Robust reduced-order model predictive control using peak-to-peak analysis of filtered signals
Johannes Köhler, Carlo Scholz, Melanie Zeilinger
TL;DR
This work develops a robust reduced-order model predictive control framework for large-scale linear systems by introducing a scalar, input-dependent error-bounding system that quantifies the ROM–full-order deviation via peak-to-peak analysis. A dynamic filter is incorporated to tighten the bound when the excitation is high-frequency, and the resulting ROM-OCP guarantees constraint satisfaction for the full-order system while reducing computation to a lower-dimensional ODE system. The approach delivers up to four orders of magnitude less conservatism than existing ROM-based bounds and is demonstrated on a $100$-dimensional mass-spring-damper, with scalable implementation and an IQC-adapted appendix.

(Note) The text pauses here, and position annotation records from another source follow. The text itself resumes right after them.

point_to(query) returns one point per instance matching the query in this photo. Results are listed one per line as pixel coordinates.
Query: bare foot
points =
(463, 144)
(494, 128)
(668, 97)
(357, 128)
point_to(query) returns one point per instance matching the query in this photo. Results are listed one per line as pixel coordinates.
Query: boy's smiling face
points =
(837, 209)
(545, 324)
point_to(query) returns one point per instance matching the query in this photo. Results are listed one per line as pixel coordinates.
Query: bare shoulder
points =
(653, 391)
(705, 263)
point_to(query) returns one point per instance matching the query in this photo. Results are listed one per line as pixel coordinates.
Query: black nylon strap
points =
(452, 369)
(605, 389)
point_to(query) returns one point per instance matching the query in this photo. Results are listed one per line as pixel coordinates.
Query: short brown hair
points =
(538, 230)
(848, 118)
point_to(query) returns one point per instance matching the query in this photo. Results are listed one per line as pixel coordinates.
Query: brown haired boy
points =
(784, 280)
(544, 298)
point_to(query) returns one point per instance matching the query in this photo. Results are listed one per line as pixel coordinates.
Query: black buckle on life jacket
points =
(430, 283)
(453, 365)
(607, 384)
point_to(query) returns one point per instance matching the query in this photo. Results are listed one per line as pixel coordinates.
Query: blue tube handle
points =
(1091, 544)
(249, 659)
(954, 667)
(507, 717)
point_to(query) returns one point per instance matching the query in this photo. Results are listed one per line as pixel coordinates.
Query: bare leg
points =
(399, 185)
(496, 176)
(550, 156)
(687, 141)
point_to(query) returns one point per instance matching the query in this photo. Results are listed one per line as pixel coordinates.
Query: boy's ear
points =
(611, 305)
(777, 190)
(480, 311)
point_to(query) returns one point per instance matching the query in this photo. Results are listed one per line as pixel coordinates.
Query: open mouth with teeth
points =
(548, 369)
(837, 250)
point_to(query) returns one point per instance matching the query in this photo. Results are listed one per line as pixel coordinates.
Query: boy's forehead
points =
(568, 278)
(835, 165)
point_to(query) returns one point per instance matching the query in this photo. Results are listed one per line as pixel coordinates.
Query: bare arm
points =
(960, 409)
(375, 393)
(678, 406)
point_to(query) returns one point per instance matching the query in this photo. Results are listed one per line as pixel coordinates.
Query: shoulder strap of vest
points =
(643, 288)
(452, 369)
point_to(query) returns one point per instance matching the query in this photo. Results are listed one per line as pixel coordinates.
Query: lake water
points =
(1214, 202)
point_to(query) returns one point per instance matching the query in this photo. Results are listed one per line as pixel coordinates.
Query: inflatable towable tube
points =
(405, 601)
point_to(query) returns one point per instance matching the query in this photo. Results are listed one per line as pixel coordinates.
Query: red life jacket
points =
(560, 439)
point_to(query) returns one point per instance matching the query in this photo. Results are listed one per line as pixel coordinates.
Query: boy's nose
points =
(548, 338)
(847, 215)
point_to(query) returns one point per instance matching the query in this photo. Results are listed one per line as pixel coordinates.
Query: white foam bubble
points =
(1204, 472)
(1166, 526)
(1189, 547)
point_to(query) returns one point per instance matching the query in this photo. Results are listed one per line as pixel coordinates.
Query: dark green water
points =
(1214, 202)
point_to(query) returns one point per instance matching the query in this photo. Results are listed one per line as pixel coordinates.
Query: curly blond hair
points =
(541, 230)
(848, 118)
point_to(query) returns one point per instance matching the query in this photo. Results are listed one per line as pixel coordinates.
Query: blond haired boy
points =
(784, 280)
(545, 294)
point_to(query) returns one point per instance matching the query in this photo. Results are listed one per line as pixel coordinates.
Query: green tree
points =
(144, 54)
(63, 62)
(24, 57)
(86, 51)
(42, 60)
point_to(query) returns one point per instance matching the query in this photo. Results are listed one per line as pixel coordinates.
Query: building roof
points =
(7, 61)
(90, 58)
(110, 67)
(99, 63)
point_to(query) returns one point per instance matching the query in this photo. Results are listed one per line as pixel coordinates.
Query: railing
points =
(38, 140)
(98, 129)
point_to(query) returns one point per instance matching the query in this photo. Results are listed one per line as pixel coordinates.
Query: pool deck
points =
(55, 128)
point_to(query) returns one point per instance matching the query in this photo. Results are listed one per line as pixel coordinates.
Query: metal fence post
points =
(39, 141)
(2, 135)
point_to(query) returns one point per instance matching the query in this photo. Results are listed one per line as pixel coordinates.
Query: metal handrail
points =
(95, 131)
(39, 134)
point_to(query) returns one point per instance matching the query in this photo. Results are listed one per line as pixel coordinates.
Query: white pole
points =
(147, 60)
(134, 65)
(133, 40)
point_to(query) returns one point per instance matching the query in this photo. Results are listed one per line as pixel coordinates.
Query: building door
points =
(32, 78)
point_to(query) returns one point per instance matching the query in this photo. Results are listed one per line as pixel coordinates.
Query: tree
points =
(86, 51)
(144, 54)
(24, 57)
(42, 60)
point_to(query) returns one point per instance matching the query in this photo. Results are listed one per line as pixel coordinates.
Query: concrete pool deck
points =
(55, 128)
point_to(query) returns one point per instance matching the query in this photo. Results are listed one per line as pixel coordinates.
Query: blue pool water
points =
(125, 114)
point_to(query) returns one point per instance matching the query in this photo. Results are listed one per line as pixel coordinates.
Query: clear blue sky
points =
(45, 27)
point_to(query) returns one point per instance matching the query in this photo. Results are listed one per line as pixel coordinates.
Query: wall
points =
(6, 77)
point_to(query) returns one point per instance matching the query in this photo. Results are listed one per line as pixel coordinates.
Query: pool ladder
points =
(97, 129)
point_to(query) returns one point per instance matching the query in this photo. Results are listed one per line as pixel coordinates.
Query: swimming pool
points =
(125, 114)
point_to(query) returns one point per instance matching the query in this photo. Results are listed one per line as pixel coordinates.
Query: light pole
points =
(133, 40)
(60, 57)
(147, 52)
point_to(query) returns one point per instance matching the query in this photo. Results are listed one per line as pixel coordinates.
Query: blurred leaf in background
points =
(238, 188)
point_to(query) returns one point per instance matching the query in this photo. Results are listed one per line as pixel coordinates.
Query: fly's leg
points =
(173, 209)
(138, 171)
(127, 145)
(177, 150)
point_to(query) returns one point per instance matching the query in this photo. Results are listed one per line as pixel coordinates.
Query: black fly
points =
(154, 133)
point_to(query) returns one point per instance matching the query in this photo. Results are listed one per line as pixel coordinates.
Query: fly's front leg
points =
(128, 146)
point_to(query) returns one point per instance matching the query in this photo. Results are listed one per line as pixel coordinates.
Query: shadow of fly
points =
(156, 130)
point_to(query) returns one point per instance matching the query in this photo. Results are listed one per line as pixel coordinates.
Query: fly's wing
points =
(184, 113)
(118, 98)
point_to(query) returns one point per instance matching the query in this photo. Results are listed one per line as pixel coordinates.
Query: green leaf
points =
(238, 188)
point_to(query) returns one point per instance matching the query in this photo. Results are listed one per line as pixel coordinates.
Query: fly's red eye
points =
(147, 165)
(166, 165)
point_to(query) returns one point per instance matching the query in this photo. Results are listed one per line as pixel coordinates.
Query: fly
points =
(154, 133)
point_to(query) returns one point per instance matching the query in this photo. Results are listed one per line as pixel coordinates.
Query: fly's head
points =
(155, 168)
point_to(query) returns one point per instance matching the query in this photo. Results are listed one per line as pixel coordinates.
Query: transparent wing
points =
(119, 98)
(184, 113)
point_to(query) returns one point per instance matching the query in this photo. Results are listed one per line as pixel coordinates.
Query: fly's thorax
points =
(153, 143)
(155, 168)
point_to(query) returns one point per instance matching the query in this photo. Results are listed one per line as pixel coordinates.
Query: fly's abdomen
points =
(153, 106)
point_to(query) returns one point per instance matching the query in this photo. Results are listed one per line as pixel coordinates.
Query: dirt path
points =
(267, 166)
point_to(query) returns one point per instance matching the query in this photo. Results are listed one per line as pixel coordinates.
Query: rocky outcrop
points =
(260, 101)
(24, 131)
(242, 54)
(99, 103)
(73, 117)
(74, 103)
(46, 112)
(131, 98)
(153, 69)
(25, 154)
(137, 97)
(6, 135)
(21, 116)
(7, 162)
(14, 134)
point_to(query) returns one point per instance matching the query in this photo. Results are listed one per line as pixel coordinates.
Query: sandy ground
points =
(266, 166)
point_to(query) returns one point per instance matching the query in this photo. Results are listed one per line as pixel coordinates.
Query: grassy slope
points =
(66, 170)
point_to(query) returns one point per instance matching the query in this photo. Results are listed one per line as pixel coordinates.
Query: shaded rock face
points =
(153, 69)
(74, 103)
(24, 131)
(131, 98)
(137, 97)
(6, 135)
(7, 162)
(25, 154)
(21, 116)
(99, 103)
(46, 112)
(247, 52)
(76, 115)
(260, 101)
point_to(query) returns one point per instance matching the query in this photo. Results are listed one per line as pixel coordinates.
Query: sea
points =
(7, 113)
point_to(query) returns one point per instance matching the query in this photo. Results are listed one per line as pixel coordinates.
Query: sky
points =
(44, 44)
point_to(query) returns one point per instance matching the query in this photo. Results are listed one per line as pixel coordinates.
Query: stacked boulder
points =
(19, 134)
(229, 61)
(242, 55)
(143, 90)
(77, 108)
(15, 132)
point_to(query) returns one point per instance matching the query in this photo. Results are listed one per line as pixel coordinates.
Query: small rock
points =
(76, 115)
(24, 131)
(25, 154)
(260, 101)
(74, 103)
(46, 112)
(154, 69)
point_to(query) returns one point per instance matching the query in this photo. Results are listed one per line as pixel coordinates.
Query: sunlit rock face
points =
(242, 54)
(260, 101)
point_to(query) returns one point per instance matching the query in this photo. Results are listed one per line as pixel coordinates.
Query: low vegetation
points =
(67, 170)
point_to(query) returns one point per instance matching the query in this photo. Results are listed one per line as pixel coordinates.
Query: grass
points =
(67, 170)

The method offers a practical path to safe, efficient MPC for large-scale systems, enabling tighter performance while maintaining robust constraint guarantees.
Abstract
We address the design of a model predictive control (MPC) scheme for large-scale linear systems using reduced-order models (ROMs). Our approach uses a ROM, leverages tools from robust control, and integrates them into an MPC framework to achieve computational tractability with robust constraint satisfaction. Our key contribution is a method to obtain guaranteed bounds on the predicted outputs of the full-order system by predicting a (scalar) error-bounding system alongside the ROM. This bound is then used to formulate a robust ROM-based MPC that guarantees constraint satisfaction and robust performance. Our method is developed step-by-step by (i) analysing the error, (ii) bounding the peak-to-peak gain, an (iii) using filtered signals. We demonstrate our method on a 100-dimensional mass-spring-damper system, achieving over four orders of magnitude reduction in conservatism relative to existing approaches.